# Congratulations



## ics

Hello!  
I was wondering how to say <congratulations> to a friend who's recently graduated univercity, possibly in a slang, fluent way, I'd like to surprise her!!  I don't speak Polish at all...
thank you!!


----------



## Thomas1

ics said:
			
		

> Hello!
> I was wondering how to say <congratulations> to a friend who's recently graduated univercity, possibly in a slang, fluent way, I'd like to surprise her!!  I don't speak Polish at all...
> thank you!!


Hello, 

We will try to teach you basic Polish "congratulations" within a moment. 
We usually use "gratulacje" [gratoolutsyeh] or "moje gratulacje" [moyeh gratoolatsyeh].
Sometimes young people use "gratulations" but this is English and won't be good if you want to surprise her with your Polish 

You can type in the words I gave you into the box on this site then click on the red button below the box, and listen to the pronunciation.

Should you have any further questions, please, do not hestate to ask them.

Tom


----------



## ics

Czesc Tomas, thank you for your answer and the link!!

Yes, I have a question: does moje mean many?

"dzinkoje"!!


----------



## Thomas1

ics said:
			
		

> Czesc Tomas, thank you for your answer and the link!!
> 
> Yes, I have a question: does moje mean many?
> 
> "dzinkoje"!!


Cześć Ics,

Proszę. I can see I've already known some Polish.   

"moje" means my so the whole second phrase reads "my congratulations". We could develop it to "my most sincere congratulations" and it would be "moje najszczersze gratulacje" --this sounds quite warm in Polish but requires more enunciating abilities to our simple pronuciation. 

Tom

PS: the correct spelling of "dzinkoje" is "dziękuję". Anyway, your version of the spelling sounds pretty cute in Polish.


----------



## ics

> moje najszczersze gratulacje"


 
I tried with the link you gave me, it will take me a month to learn how to pronounce it!!! Anyway I like it the most and I only have to write it so that's perfect!!
Thanks again Thomas!  
czesc!

ps 





> Proszę.


 I believe that means you are welcome.... )


----------



## Thomas1

ics said:
			
		

> I tried with the link you gave me, it will take me a month to learn how to pronounce it!!! Anyway I like it the most and I only have to write it so that's perfect!!
> Thanks again Thomas!
> czesc!


It's not that difficult..., is it? 
If you don't need to say it and just write it on a piece of paper that makes the matters a way more simple,
Przyjmij moje najszczersze gratulacje.
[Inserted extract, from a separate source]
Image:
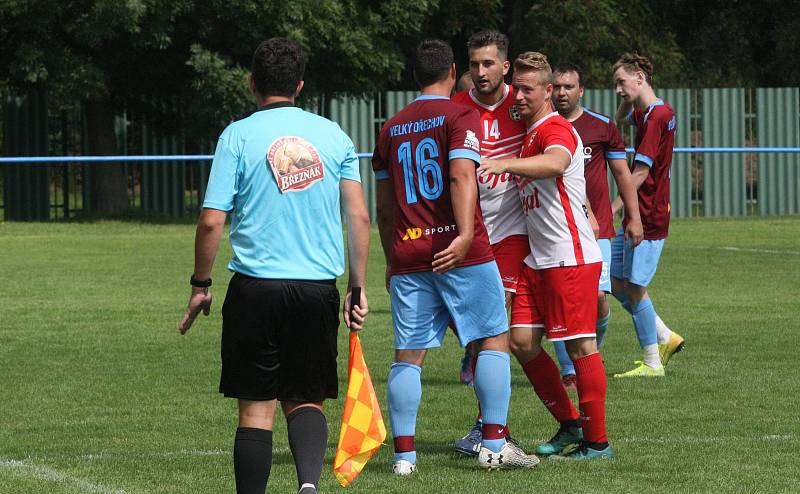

Accept my most sincere congratulations.

A usual Polish young person would add something like the following: _Kiedy oblewamy?_ this means more or less when are we going to celebrate it (which inseparably is joined with alcohol drinking, at least in most cases ).




> ps I believe that means you are welcome.... )


Right you are, I am surprised by your command of Polish. 

Tom


----------



## majlo

ics, informally, we often say _gratki [grutki] _


----------



## Thomas1

I don't know it, Majlo, is it a regional usage, by any chance?


----------



## Little_Me

majlo said:
			
		

> ics, informally, we often say _gratki [grutki] _



I heard that few times from my friend who also says quite often "sorki" instead of "sorry" or "przepraszam" and actually I find it funny but a bit childish as well IMHO it sounds definitely more 'girly' and I can't imagine any man saying that!


----------



## majlo

Thomas1 said:
			
		

> I don't know it, Majlo, is it a regional usage, by any chance?



Well, I don't think so. I think it derives from the Internet usage. I don't know if you visit kurnik.pl, but if so, you are likely to hear _gratki _when you win a game.


----------



## ics

“Kolos dziekuje” for your answers!! You are all very kind!!  
I decided for “_Moje gratulacje! Kiedy oblewamy?”  _sounds more “native” and that will definitely surprise my friend! 

Czes’c’ and dobrenight!  thanks again!!


----------